As a neutral, any of the three red clubs playing each other will always feel like a bigger game to me than Man City and Chelsea being involved. Obviously others may feel different, but to me, Man City's name on a trophy feels like the football equivalent of the sheet on a legal document that says "This page intentionally left blank".
Jack Walker ploughing money into his boyhood team, and Blackburn Rovers beating the mighty Man Utd to win the league was genuinely brilliant.
FFP means that can never happen again. I think if someone wants to give money to a club then they should not be prohibited from doing so (with the caveat that it should not be in the form of loans, and that they are obliged to fund the club for a X number of years should they decide they no longer want to be involved)
What really really shouldn't be allowed is what the Glazers did with their "leveraged buyout" (ie borrowing the money to buy the club but then piling that debt onto the club leaving them (the club) with eye-watering interest payments whilst they (the Glazers) walk away with astronomical dividends year in year, letting the stadium be run down to ruin and not spending a penny to fix/improve it etc etc
That what they did was allowed but what Jack Walker did wouldn't be I find completely staggering
Definitely agree on the Glazers!
Personally if the self-appointed big club want to f off to their elite super league they can. I don't watch Premier League so won't miss it. The cash is poisoning the top two leagues and where once the trap door was only at the highest level, not it is second tier too. I can't believe we will be much worse off. We should severe all ties with those clubs, so no more getting youth players on the cheap, you want our top 16 year old you are paying top dollar my old friend.

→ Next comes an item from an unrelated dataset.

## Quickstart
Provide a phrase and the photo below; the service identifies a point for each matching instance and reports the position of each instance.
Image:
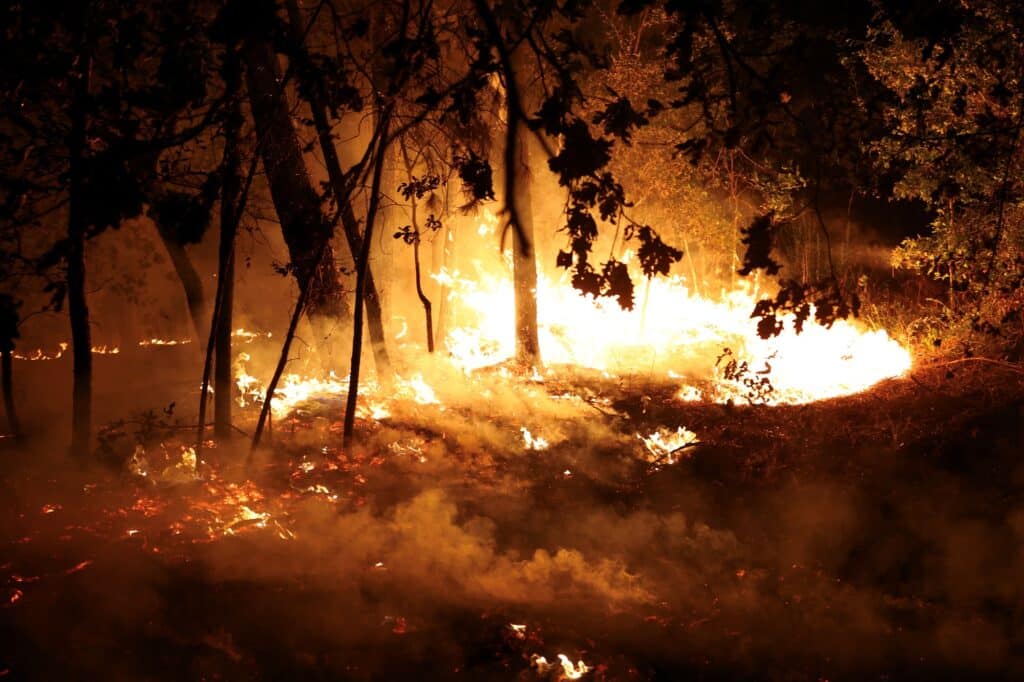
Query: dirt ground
(873, 537)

Its a cess pool of their own making and they can go and drown in it. Playing Juventus every 6 weeks will be amazing for them.
I’d be happy to put a tarrif on cash injections, sliding scale starting at 10% for six figure sums, 20% for £1-10m, up to 50% beyond that. Proceeds to go to govt fund for sporting infrastructure. Since the clubs stopped sharing gate receipts in the 80s it has been more and more about spending anyway, let’s just acknowledge that and create some benefit off the back of it.
Oh it’s not a cash injection it’s a loan. It’s not a cash injection we’ve purchased the image rights. It’s not a cash injection we’ve bought their training ground. Etc etc etc Bigger the rewards bigger the cheating.
You'll be saying that the 100s of "barber" shops that pop up all over the place and never seem to have anyone in are dodgy next.
Got a new barber shop near me, doing all the fancy eyebrow stuff, fades and other jazz, staff and clientele alike the sort that you will see in the supermarket paying with their mobile phones yet they only accept cash at the barbers. Doesn’t seem dodgy at all ;)
Maybe the 3 or 4 customers a week pay very very well for a fancy haircut.